The idea of the Bible and what it teaches, is normal to our young people and they have a shaky understanding of what the Word of God says, but are not applying it to their daily life because they are not being taught why and how the Bible correlates with modern day issues such as LGBTQ, pornography, dating, online issues, etc.
The question now is how do we, as a unified church, fight against this pattern?
Combating a negative trend.
We have addressed why the Bible is becoming “normal”, now we will dive into how we can change that.

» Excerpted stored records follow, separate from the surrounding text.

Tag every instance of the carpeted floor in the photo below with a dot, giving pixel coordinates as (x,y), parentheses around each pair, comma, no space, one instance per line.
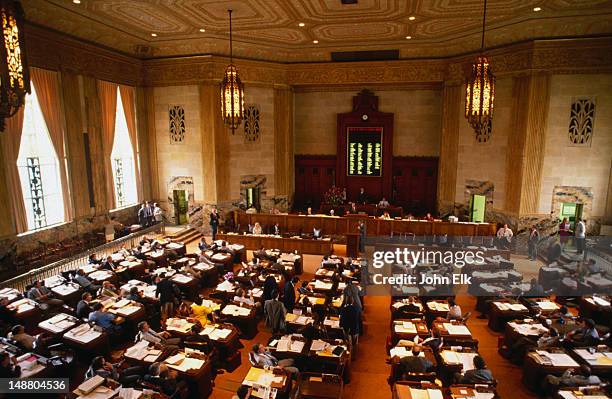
(369,371)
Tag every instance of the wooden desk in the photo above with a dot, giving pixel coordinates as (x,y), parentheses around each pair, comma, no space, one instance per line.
(535,367)
(315,247)
(318,386)
(375,227)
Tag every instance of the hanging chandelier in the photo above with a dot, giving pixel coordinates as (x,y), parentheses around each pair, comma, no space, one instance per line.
(480,88)
(232,92)
(14,70)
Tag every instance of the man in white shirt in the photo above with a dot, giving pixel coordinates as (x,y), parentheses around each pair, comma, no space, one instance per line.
(504,236)
(580,235)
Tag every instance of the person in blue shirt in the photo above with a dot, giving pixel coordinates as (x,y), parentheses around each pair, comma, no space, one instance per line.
(102,318)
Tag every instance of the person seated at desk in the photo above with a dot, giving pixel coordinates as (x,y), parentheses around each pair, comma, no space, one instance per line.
(415,363)
(128,376)
(263,358)
(203,245)
(162,339)
(108,290)
(480,374)
(103,319)
(257,230)
(504,237)
(241,297)
(570,378)
(535,289)
(108,264)
(200,313)
(362,197)
(9,368)
(517,352)
(275,312)
(93,260)
(584,336)
(454,310)
(43,295)
(81,279)
(83,307)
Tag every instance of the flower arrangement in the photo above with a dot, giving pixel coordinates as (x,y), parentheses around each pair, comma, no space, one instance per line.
(334,196)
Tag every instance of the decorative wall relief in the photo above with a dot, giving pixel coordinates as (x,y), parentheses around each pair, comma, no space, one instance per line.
(582,118)
(484,134)
(251,123)
(176,117)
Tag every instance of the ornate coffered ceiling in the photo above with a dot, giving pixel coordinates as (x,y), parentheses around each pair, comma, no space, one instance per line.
(268,29)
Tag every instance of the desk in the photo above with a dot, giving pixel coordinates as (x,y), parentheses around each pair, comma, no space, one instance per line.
(375,227)
(503,311)
(318,386)
(59,324)
(540,363)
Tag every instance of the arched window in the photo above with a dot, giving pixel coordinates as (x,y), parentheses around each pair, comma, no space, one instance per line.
(122,161)
(39,171)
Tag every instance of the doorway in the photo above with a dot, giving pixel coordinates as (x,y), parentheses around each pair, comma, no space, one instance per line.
(180,206)
(477,208)
(572,211)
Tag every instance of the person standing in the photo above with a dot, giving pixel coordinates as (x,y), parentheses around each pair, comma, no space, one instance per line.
(580,235)
(214,223)
(532,243)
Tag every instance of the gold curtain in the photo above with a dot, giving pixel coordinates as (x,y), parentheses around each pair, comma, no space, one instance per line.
(11,141)
(107,92)
(47,89)
(128,99)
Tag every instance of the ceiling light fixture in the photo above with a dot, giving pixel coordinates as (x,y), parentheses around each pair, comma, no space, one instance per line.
(14,69)
(232,91)
(480,87)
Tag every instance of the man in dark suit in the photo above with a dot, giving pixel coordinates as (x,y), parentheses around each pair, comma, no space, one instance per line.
(289,294)
(214,223)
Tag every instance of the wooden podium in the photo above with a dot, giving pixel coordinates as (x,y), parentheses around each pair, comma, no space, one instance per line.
(352,245)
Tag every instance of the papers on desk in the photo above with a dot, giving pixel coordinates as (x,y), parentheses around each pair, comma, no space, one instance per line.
(456,329)
(405,327)
(557,359)
(181,278)
(178,325)
(547,305)
(332,322)
(438,306)
(226,286)
(465,359)
(506,306)
(83,333)
(234,310)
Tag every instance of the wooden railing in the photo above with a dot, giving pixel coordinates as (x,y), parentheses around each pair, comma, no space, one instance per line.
(74,262)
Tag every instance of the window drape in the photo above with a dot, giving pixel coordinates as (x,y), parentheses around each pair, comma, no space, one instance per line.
(107,92)
(48,92)
(128,99)
(11,141)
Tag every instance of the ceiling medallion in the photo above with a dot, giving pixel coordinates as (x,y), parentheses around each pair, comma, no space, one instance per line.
(480,88)
(232,92)
(14,69)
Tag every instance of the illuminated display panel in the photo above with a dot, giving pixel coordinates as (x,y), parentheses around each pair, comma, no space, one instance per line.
(364,151)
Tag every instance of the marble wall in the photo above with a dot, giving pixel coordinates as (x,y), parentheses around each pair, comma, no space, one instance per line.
(417,122)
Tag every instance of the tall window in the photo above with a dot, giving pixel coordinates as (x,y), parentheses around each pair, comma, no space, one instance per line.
(122,161)
(39,171)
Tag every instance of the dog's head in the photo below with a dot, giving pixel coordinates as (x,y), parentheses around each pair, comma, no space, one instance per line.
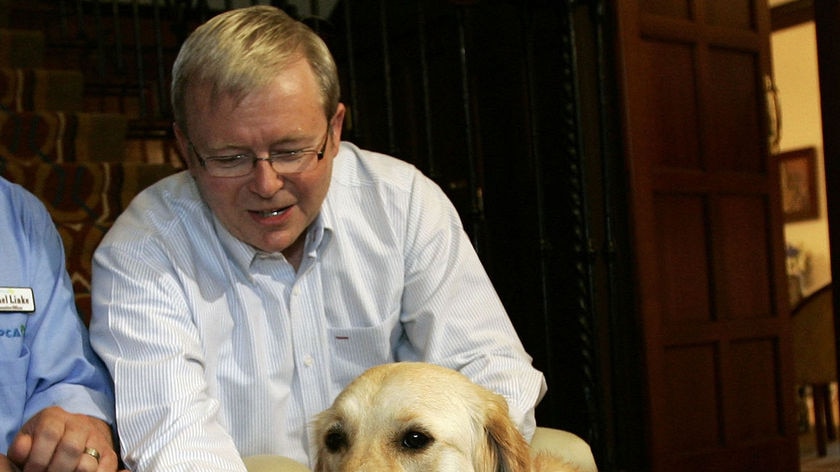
(417,417)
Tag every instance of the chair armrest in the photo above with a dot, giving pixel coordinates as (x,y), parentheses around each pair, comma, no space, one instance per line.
(567,445)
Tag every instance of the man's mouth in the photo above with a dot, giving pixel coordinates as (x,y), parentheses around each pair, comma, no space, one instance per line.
(270,213)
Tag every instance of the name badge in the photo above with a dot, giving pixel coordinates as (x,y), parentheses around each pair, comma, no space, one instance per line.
(16,300)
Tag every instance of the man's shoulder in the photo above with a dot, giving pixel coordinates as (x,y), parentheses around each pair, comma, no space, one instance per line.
(169,204)
(356,166)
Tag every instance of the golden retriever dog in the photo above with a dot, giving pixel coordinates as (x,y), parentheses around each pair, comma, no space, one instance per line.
(414,417)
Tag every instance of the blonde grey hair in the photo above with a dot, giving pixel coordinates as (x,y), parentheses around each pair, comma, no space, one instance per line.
(242,50)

One of the major mistakes youth ministries make is that they groom their teens to become program consumers and not long-term disciples of the Word. By program consumers, I mean teens that only come because they get to do something fun. Having fun is not the issue, but it becomes an issue when “fun” is all that they come for.

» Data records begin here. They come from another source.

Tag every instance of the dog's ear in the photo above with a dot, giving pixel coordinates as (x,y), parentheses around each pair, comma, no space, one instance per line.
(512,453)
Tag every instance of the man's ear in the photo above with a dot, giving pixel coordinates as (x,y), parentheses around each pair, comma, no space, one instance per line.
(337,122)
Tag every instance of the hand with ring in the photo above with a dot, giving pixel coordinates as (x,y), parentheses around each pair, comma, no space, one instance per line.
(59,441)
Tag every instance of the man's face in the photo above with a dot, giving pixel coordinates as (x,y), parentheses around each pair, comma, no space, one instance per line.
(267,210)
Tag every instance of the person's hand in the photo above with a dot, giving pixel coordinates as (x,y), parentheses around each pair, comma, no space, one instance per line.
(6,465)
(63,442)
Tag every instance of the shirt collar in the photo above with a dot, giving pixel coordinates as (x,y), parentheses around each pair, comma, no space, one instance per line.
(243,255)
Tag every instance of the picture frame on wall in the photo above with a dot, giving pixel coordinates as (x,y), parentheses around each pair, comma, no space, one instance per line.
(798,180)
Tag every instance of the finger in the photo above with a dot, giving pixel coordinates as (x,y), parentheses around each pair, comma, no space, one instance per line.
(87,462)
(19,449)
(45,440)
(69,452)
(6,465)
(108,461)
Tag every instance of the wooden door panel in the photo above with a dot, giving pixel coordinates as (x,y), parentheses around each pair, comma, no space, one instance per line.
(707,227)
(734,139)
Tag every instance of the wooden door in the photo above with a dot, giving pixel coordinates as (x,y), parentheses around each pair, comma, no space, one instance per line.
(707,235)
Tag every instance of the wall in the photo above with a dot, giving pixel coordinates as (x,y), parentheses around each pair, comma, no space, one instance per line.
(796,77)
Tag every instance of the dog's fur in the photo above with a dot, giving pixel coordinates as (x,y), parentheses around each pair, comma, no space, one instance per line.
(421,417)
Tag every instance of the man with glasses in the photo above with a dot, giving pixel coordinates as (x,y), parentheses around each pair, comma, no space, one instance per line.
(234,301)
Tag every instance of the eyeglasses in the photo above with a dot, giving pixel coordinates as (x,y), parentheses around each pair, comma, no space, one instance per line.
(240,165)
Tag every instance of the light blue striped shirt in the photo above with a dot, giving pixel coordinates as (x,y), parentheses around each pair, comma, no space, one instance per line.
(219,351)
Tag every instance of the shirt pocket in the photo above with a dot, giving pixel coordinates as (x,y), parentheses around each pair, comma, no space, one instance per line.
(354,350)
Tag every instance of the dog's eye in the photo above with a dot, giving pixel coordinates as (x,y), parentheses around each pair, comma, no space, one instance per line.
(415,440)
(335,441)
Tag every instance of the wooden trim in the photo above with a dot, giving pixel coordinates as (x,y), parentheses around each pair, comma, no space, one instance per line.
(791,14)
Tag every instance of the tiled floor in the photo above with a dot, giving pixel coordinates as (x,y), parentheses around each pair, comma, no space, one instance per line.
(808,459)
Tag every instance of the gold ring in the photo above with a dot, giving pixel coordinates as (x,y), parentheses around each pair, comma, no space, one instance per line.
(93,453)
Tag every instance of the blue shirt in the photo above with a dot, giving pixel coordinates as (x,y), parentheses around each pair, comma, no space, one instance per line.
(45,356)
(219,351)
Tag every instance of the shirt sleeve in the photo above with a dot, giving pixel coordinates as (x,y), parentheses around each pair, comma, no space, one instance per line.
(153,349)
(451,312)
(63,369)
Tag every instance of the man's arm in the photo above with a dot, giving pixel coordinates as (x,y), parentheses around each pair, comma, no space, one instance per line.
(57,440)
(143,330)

A good youth ministry focuses on discipling their youth and teaching them to become world changers.
Another habit of strong youth group is their use of prayer. Yes, prayer. Youth leaders need to be praying with and for their students on a regular basis in order to really get to know them and understand what their needs are and what they are struggling with. Prayer is a great tool for going beyond shallowness, but it will take time so do not lose faith! Invest in your students and reap the benefit of your investment (See Ephesians 6:18).
A prayerful youth group is a stronger youth group.

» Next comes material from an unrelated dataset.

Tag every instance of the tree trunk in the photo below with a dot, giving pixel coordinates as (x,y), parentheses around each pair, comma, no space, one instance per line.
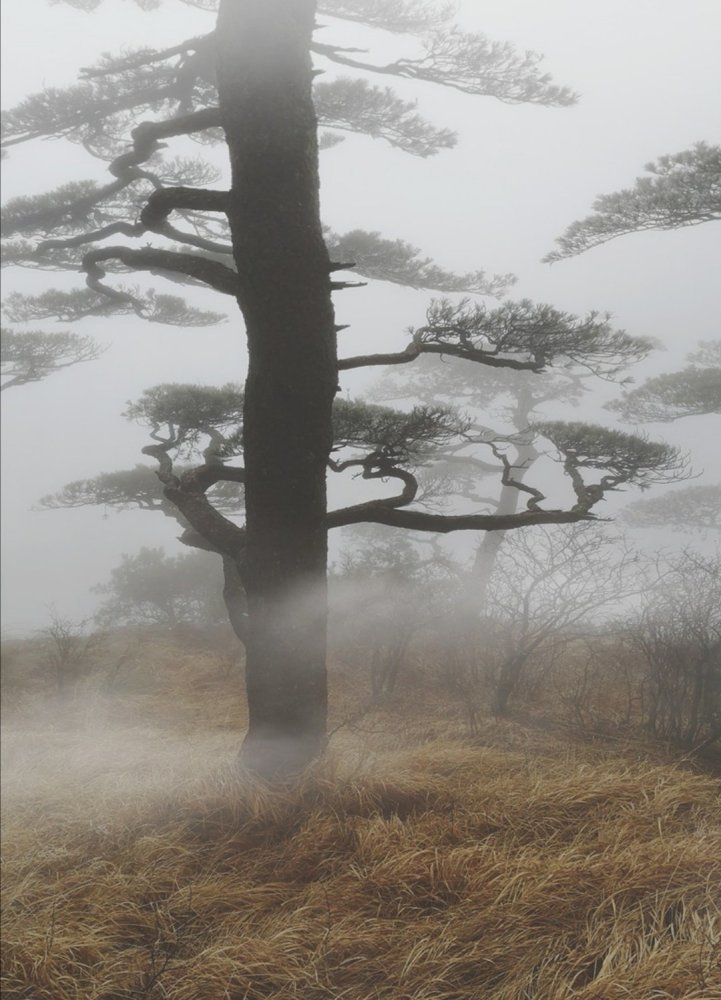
(234,598)
(264,81)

I’ve been to a youth group whose main focus seemed to be the Old Testament, and I learned absolutely nothing that I could apply to my life or anything that combated the lies the world was telling me. Teaching from the Old Testament is not the issue, many valuable lessons can be learned from that part of Scripture. I’m just using my experience as an example for practical theology.
Teaching our youth theology that goes over their heads is not, I repeat, not going to help them. Use sound theology, but incorporate it in such a way that your teens are not zoning out and wishing that their youth pastor would speak English.
Deep theology won’t help your youth if they can’t understand it and will result in their lack of interest and your increased frustration.
Implementing these strategies in your youth group will ensure that you are leading and equipping your young people for the real world. Granted, it’s not easy, but the payoff is worth the work.